Maelstroms in the Heart Confirmed
Every two minutes in the U.S., a person dies of sudden cardiac arrest or fibrillation, the most common cause of death worldwide.
Doctors still do not fully understand exactly what goes on in the heart during a cardiac attack. Until now, it was impossible to visualize and characterize the dynamic processes in the fibrillating heart muscle. This week in Nature, an international team reports an imaging technique to observe the vortex-like, rotating contractions that underlie life-threatening ventricular fibrillation. The technique may enable early identification of heart rhythm disorders, better understanding of cardiac disease, and development of better treatments.
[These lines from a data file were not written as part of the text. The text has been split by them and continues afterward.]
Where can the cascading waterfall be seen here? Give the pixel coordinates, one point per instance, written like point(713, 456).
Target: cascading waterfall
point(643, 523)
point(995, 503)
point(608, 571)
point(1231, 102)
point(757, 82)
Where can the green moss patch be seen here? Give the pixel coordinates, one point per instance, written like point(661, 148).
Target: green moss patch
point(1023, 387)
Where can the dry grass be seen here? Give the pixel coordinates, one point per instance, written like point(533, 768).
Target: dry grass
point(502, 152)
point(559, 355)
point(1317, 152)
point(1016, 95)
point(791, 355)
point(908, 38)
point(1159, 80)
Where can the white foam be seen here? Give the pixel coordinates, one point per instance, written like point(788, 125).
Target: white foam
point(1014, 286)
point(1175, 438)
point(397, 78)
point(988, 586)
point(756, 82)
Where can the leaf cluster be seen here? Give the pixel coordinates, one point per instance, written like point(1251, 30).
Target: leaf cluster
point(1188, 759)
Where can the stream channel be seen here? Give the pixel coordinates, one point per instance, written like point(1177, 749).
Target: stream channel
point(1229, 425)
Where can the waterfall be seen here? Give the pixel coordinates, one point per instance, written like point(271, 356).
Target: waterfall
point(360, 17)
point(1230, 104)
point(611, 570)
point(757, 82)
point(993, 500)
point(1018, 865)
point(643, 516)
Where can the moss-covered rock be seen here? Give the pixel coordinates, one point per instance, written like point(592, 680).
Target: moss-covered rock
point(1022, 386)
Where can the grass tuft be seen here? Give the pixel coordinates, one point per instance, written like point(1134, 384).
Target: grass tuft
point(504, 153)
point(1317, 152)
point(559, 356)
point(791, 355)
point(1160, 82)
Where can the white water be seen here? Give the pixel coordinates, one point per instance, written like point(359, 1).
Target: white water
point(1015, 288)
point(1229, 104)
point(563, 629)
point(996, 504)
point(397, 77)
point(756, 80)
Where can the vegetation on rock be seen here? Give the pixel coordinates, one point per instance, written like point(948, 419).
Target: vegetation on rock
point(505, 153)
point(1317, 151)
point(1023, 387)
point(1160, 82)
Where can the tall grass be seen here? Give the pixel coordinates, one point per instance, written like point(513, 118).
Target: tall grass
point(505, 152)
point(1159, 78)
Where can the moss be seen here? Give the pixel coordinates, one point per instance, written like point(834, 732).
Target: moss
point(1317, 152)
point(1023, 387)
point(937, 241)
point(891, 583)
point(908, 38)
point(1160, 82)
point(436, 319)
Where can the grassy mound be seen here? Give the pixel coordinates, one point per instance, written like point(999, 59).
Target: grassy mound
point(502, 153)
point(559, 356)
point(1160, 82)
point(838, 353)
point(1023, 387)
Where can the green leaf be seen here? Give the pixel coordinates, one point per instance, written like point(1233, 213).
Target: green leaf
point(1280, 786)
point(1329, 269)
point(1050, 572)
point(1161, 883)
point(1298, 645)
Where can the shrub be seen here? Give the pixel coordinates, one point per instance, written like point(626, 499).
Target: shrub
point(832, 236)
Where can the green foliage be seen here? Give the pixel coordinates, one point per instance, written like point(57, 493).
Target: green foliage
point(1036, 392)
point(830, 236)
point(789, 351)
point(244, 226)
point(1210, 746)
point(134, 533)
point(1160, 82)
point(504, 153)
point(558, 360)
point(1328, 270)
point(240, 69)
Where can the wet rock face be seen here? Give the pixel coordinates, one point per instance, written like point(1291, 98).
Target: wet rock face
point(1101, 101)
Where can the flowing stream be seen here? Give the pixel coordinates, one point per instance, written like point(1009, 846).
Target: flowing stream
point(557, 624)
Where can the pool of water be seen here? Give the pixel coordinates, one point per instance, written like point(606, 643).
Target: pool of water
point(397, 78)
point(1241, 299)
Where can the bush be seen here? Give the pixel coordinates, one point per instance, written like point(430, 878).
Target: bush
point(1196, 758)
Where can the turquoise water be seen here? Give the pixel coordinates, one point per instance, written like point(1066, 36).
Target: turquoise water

Led by Stefan Luther and Jan Christoph of the Max Planck Institute for Dynamics and Self-Organization (MPIDS), in Germany, the research team includes Flavio Fenton and Ilija Uzelac from the School of Physics at Georgia Institute of Technology.
Diagnostic breakthrough
When the heart muscle no longer contracts in a coordinated manner, but simply flutters or twitches – the condition referred to as “fibrillation” – it is a highly life-threatening situation. Medical intervention usually involves administering a strong electrical shock within a few minutes. High-energy defibrillation is excruciating and can be damaging to heart tissues.
“The key to a better understanding of fibrillation lies in a new, high-resolution imaging technique that allows processes inside the heart muscle to be observed,” Luther says.
“Until now, only surface recordings of complex fibrillation was possible,” Fenton says.
The team’s imaging method enables the fibrillating myocardium to be visually time-resolved in three dimensions. The imaging is much more accurate than previously possible and uses clinically available high-resolution ultrasound equipment.
Improved understanding of fibrillation enabled by the procedure could lead to alternative defibrillation techniques, also an area of research of Fenton’s and Luther’s. For example, researchers could improve the use of low-energy pulses to restore normal heart rhythm.
The technique could enable cardiologists to pinpoint the pathological foci of excitation. It may help in diagnosis and treatment of heart failure caused by fibrillation. It may allow doctors to detect heart failure earlier and treat it more effectively.
Electrical waves cause mechanical contractions of the heart
Every heartbeat is triggered by electrical waves of excitation that propagate through the myocardium at high speed, causing myocardial cells to contract. If these waves become turbulent, the result is cardiac arrhythmia.
In cardiac arrhythmias, rotational electrical waves of excitation swirl through the heart muscle. Investigations of cardiac arrhythmias have focused on such electrical vortices, but researchers have not been able to obtain a full picture of the dynamics.
The international team took a different approach. Instead of concentrating on electrical stimulation, they looked at the twitching contractions of the fibrillating myocardium. “Until now, little importance was attached to the analysis of muscle contractions and deformations during fibrillation,” Christoph says. “In our measurements, however, we saw that electric vortices are always accompanied by corresponding vortex-shaped mechanical deformations.”
Ventricular fibrillation in 3D
Using high-resolution measurements carried out with clinically available ultrasound equipment, the researchers visualized the trembling movements inside the heart muscle in three dimensions and correlated them with the electrical excitation of the heart.
By analyzing the image data of the muscle contractions, the researchers were able to observe exactly how areas of contracted and relaxed muscle cells move in a vortex through the myocardium during fibrillation.
They also observed filament-like structures that were previously known to physicists only in theory and from computer simulations. Such a filament-like structure resembles a thread and marks the eye of the whirlpool-like wave or cyclone moving through the myocardium. It is now possible for the first time to pinpoint these centers of the vortices inside the myocardium.
The researchers also used high-speed cameras and fluorescent markers to reveal the electrophysiological processes in the myocardium. The images confirmed that the mechanical vortices correspond very well with the electrical vortices. “In this study the correlation between electrical and mechanical vortex dynamics is assessed for the first time using a trimodal system that measures simultaneously and correlates the voltage and calcium waves with the contraction waves” Uzelac says.
From physics to medicine
The study is an example of successful interdisciplinary collaboration between physicists and doctors. "This revolutionary development will open up new treatment options for patients with cardiac arrhythmias,” says Gerd Hasenfuss, co-author of the study and chairman of the Göttingen Heart Research Center and the Heart Center at the University Medical Center Göttingen. “As early as 2018, we will use the new technology on our patients to better diagnose and treat cardiac arrhythmias and myocardial diseases.”